Gibler testified he saw the “bright” headlights from the beginning of the straightaway. He further testified he did not see any oscillating red lights prior to impact, nor did he comprehend the source of the lights to be on his side of the road until he was approximately 500 feet from the point of impact. It was at that time that he attempted to brake his vehicle. He testified he was then traveling at a speed of approximately 45 miles per hour and, considering the heavily loaded condition of his truck, was unable to stop in time to avoid the collision. He skidded for approximately 117 feet, turned his truck slightly to the right, and collided with the left front fender of the wrecker, which in turn struck the car. Gibler’s truck continued along the right shoulder of the road.

At this time, Bobby Dunn was lying on the ground attempting to connect a cable between the car and the wrecker; he was run over. Ruth Ann Dunn was sitting in the cab of the wrecker, writing in the wrecker log, oblivious to Gibler’s approach at the time of the collision. Irene Nicholson was in another car, parked in a driveway facing the road, at a point east of the wrecker. Seeing Gibler approach, she rushed along the south shoulder of the road to warn her husband of the impending collision and was struck by Gibler’s truck. Wayne Nicholson, who had been standing alongside the vehicles watching Bobby Dunn, saw Gibler’s approach and appreciated the impending danger in time to get out of the way without injury.

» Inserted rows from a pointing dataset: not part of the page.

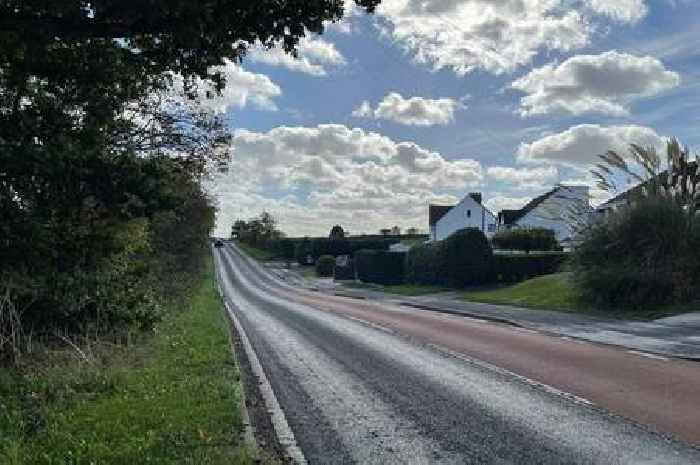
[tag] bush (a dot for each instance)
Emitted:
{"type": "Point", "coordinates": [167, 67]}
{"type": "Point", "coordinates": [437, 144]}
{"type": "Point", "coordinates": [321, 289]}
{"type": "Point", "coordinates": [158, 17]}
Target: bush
{"type": "Point", "coordinates": [514, 268]}
{"type": "Point", "coordinates": [345, 272]}
{"type": "Point", "coordinates": [643, 254]}
{"type": "Point", "coordinates": [378, 266]}
{"type": "Point", "coordinates": [325, 265]}
{"type": "Point", "coordinates": [466, 258]}
{"type": "Point", "coordinates": [302, 250]}
{"type": "Point", "coordinates": [526, 239]}
{"type": "Point", "coordinates": [423, 266]}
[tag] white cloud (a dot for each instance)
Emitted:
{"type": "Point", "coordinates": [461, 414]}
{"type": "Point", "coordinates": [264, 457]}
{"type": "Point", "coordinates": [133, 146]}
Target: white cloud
{"type": "Point", "coordinates": [414, 111]}
{"type": "Point", "coordinates": [624, 11]}
{"type": "Point", "coordinates": [243, 88]}
{"type": "Point", "coordinates": [363, 111]}
{"type": "Point", "coordinates": [315, 57]}
{"type": "Point", "coordinates": [524, 178]}
{"type": "Point", "coordinates": [496, 36]}
{"type": "Point", "coordinates": [603, 83]}
{"type": "Point", "coordinates": [580, 145]}
{"type": "Point", "coordinates": [497, 203]}
{"type": "Point", "coordinates": [313, 177]}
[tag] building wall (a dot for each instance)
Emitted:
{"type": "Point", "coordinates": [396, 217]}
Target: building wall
{"type": "Point", "coordinates": [554, 213]}
{"type": "Point", "coordinates": [466, 214]}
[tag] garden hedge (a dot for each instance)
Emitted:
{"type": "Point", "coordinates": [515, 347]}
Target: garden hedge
{"type": "Point", "coordinates": [379, 266]}
{"type": "Point", "coordinates": [325, 266]}
{"type": "Point", "coordinates": [513, 268]}
{"type": "Point", "coordinates": [423, 265]}
{"type": "Point", "coordinates": [466, 258]}
{"type": "Point", "coordinates": [526, 239]}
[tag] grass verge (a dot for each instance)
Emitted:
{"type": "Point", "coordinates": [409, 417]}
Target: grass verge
{"type": "Point", "coordinates": [556, 292]}
{"type": "Point", "coordinates": [167, 398]}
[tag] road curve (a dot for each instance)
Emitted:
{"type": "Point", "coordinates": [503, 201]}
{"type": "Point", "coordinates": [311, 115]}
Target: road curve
{"type": "Point", "coordinates": [356, 390]}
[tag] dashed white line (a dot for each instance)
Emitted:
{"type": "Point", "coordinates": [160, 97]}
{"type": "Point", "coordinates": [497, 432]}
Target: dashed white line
{"type": "Point", "coordinates": [279, 421]}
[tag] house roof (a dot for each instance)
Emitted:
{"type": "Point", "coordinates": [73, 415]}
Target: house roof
{"type": "Point", "coordinates": [511, 216]}
{"type": "Point", "coordinates": [435, 212]}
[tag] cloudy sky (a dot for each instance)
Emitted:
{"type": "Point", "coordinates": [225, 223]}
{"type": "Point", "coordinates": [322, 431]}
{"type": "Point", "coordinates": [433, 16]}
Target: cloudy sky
{"type": "Point", "coordinates": [428, 100]}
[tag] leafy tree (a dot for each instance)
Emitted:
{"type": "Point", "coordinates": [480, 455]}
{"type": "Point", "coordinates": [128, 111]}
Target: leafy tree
{"type": "Point", "coordinates": [336, 233]}
{"type": "Point", "coordinates": [325, 265]}
{"type": "Point", "coordinates": [644, 251]}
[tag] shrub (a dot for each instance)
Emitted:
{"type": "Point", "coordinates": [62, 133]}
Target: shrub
{"type": "Point", "coordinates": [514, 268]}
{"type": "Point", "coordinates": [302, 250]}
{"type": "Point", "coordinates": [466, 258]}
{"type": "Point", "coordinates": [641, 254]}
{"type": "Point", "coordinates": [345, 272]}
{"type": "Point", "coordinates": [371, 244]}
{"type": "Point", "coordinates": [325, 265]}
{"type": "Point", "coordinates": [423, 266]}
{"type": "Point", "coordinates": [526, 239]}
{"type": "Point", "coordinates": [378, 266]}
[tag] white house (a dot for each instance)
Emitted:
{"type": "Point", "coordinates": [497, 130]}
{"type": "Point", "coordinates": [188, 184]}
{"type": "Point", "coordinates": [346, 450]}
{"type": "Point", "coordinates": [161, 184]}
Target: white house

The only issue before this court is whether the trial *371court erred in refusing to instruct the jury on the second phase of the last clear chance doctrine. We hold this refusal to be error.

The court is required to give an instruction on the second phase of last clear chance only when there is evidence from which reasonable minds could differ as to whether the following elements are present:

(a) Plaintiffs’ negligence had terminated or culminated in a situation of peril from which they could not, by the exercise of reasonable care, extricate themselves;

(b) Defendant did not actually see the peril of the plaintiffs, but by keeping a reasonably careful lookout, commensurate with the dangerous character of the agency and the locality, should have seen the peril and appreciated it in time to have avoided the injuries; and

(c) Plaintiffs’ failure to escape the injuries results from the defendant’s failure to exercise the care described in (b) above. Bennett v. Messick, 76 Wn.2d 474, 457 P.2d 609 (1969); Hester v. Watson, 74 Wn.2d 924, 448 P.2d 320 (1968); Bellah v. Brown, 71 Wn.2d 603, 430 P.2d 542 (1967); Glasper v. Westbo, 59 Wn.2d 596, 369 P.2d 313 (1962); Thompson v. Porter, 21 Wn.2d 449, 151 P.2d 433 (1944); Leftridge v. Seattle, 130 Wash. 541, 228 P. 302 (1924); Mosso v. E. H. Stanton Co., 75 Wash. 220, 134 P. 941 (1913).

We find sufficient testimony in the record to merit the giving of an instruction on the second phase of last clear chance. Each party is entitled to have his theory of the case presented to the jury for its consideration, if there is sufficient evidence to support it, even though the evidence supports different theories of law for both parties and even though there may conceivably be no effect upon the verdict. Osborn v. Chapman, 62 Wn.2d 495, 384 P.2d 117 (1963); Hester v. Watson, supra.

Judgment is reversed and the cause remanded for new trial.

Evans, C. J., and Green, J., concur.

Petition for rehearing denied December 18,1969.